APRNet: Attention-based Pixel-wise Rendering Network for Photo-Realistic Text Image Generation

Yangming Shi,Haisong Ding,Kai Chen,Qiang Huo
DOI: https://doi.org/10.48550/arXiv.2203.07705
2022-03-15
Abstract:Style-guided text image generation tries to synthesize text image by imitating reference image's appearance while keeping text content unaltered. The text image appearance includes many aspects. In this paper, we focus on transferring style image's background and foreground color patterns to the content image to generate photo-realistic text image. To achieve this goal, we propose 1) a content-style cross attention based pixel sampling approach to roughly mimicking the style text image's background; 2) a pixel-wise style modulation technique to transfer varying color patterns of the style image to the content image spatial-adaptively; 3) a cross attention based multi-scale style fusion approach to solving text foreground misalignment issue between style and content images; 4) an image patch shuffling strategy to create style, content and ground truth image tuples for training. Experimental results on Chinese handwriting text image synthesis with SCUT-HCCDoc and CASIA-OLHWDB datasets demonstrate that the proposed method can improve the quality of synthetic text images and make them more photo-realistic.
Computer Vision and Pattern Recognition
What problem does this paper attempt to address?

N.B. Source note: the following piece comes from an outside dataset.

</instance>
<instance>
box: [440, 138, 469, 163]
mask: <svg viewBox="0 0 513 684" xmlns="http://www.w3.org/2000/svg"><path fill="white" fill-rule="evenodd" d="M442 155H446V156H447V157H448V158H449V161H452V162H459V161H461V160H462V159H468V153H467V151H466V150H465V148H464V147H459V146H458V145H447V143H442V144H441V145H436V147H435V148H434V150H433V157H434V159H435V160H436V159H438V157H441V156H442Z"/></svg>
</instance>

The problem that this paper attempts to solve is that when generating text images with a specific style, how to effectively transfer the background and foreground color patterns of the reference image to the target image while keeping the text content unchanged, in order to generate realistic photo - level text images. Specifically, the paper focuses on transferring the background and foreground color patterns in the style image to the content image, thereby generating high - quality, realistic text images. The main challenges in this process include complex backgrounds, different lighting conditions, and foreground (text) alignment problems. To address these challenges, the paper makes the following several technical contributions: 1. **Pixel Sampling Module Based on Content - Style Cross - Attention (AttnPixamp)**: It is used to roughly imitate the background of the style text image. 2. **Pixel - level Style Modulation Technique (PixyMod)**: It is used to adaptively transfer the spatially varying color patterns of the style image to the content image. 3. **Multi - scale Style Fusion Module Based on Attention Mechanism (AttnMuSF)**: It is used to solve the text foreground misalignment problem between the style and content images. 4. **Image Patch Shuffling Strategy (Single Crop)**: It is used to create the style, content, and real image triplets required for training. Through these techniques, the paper aims to improve the quality of text image generation, especially in terms of line - level style transfer, making the synthesized text images more realistic. The experimental results show that the proposed method significantly improves the quality of the synthesized images in the Chinese handwritten text image synthesis task and makes them more realistic.